48 ¡Todos contra la pared!

Había llegado una lancha de la policía, pero todos tardamos unos minutos en darnos cuenta. Dos de los secuaces de Dornick intentaron escapar, pero la lancha dirigió su foco hacia la orilla y un par de agentes los apuntaron con fusiles y les ordenaron que se detuvieran. Dornick había caído al suelo, pero pedía ayuda a gritos:

– ¡Agente caído! ¡Agente caído! -exclamó-. Cojan a esa zorra antes de que escape. Me ha quitado el arma.

– ¡Mentira! -gritó Elton con una especie de agudo graznido-. Vic estaba aquí con su chica. Se escondían de este hombre. Está loco. Vimos muchos como él en Vietnam, soldados chiflados que empezaban a disparar a sus propios compañeros. Si no lo hubiera derribado, habría matado a Vic. Y me ha echado abajo la casa sin motivo, sólo para fastidiarme.

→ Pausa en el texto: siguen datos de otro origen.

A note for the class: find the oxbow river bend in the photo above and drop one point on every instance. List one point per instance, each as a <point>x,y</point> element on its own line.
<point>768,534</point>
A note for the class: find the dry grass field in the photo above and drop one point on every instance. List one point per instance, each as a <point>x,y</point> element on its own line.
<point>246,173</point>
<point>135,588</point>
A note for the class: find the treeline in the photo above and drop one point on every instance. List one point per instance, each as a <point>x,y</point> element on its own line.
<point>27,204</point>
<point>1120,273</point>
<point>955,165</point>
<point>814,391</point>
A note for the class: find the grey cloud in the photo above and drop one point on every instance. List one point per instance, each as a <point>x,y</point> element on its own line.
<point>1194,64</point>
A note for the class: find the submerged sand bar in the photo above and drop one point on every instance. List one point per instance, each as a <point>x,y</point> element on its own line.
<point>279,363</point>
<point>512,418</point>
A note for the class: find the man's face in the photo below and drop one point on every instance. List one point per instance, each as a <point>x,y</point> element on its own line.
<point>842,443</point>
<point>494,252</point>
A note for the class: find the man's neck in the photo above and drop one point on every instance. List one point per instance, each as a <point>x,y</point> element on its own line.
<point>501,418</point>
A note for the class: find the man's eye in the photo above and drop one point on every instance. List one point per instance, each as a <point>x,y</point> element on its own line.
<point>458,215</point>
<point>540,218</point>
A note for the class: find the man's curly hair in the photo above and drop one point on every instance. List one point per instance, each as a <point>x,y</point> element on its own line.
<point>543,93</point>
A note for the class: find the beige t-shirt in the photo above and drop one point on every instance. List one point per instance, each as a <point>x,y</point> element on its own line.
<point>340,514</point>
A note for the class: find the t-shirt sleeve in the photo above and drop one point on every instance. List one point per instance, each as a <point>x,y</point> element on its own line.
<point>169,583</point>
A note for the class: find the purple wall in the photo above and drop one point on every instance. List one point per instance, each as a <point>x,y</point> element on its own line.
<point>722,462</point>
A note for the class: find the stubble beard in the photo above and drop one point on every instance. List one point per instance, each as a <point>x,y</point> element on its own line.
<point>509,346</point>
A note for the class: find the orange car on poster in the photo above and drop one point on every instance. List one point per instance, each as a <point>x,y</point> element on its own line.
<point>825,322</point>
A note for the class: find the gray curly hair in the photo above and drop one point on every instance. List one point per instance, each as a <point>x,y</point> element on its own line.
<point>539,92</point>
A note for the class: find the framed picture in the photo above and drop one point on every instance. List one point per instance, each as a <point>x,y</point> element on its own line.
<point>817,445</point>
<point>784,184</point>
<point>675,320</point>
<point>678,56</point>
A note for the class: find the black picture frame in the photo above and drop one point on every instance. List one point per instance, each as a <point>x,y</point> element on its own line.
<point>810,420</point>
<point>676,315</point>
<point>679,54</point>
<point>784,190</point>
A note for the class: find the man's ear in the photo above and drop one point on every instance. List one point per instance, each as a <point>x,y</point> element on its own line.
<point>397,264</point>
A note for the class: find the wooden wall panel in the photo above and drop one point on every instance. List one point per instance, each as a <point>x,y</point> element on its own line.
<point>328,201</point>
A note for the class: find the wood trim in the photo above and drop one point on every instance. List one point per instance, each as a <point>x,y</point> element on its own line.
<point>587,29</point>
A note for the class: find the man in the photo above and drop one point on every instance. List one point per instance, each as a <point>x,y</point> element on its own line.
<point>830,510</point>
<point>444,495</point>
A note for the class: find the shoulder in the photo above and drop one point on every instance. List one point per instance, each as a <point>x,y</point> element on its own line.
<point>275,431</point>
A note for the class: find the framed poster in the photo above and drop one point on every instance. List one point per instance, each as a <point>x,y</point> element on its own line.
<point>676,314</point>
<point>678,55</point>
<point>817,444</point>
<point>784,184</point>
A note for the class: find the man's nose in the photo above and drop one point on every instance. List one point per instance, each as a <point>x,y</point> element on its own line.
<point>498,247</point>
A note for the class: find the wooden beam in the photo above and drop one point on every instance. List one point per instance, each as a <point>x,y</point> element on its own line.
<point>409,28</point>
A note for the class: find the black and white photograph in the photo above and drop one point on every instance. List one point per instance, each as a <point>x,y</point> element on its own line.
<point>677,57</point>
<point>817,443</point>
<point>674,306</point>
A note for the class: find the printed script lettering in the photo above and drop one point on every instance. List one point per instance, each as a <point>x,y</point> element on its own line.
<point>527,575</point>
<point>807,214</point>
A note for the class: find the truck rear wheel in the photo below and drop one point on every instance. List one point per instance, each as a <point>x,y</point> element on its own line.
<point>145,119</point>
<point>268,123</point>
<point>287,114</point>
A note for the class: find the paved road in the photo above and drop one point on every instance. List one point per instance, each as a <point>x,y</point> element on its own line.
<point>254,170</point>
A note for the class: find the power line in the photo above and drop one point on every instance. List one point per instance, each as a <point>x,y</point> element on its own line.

– Tengan cuidado con ella -dijo Dornick-. Ya ha matado a un policía esta semana. Quiere vengarse de todo el cuerpo de policía.

Unos hombres con chaleco antibalas saltaron a tierra, nos apuntaron a todos con sus fusiles de asalto y nos condujeron a la lancha. Yo temblaba de tal manera, que casi caí al río. Los agentes me pasaron en volandas por encima de la borda y me dejaron bajo vigilancia mientras volvían a por el matón herido.

Petra estaba sentada a popa, envuelta en una manta gris de la policía. En algún rincón de mi mente agotada, sentí alivio al ver que mi prima estaba a salvo. Sin embargo, lo único que quería en aquel momento era tenderme en la cubierta y dormir.

Cuando estuvimos todos a bordo, Dornick tuvo el descaro de intentar convencer a los agentes de que yo los había tomado como rehenes -a él y a sus tres secuaces- y los había obligado a bajar al río, donde me proponía matarlos, como había hecho con Alito.

– Eso no es verdad, señor Dornick -gritó Petra desde la popa-. Sabe perfectamente que era usted quien intentaba matarnos, a Vic y a mí. Ni siquiera me explico cómo ha podido escapar ella, aunque supongo que mi prima tiene más recursos que usted.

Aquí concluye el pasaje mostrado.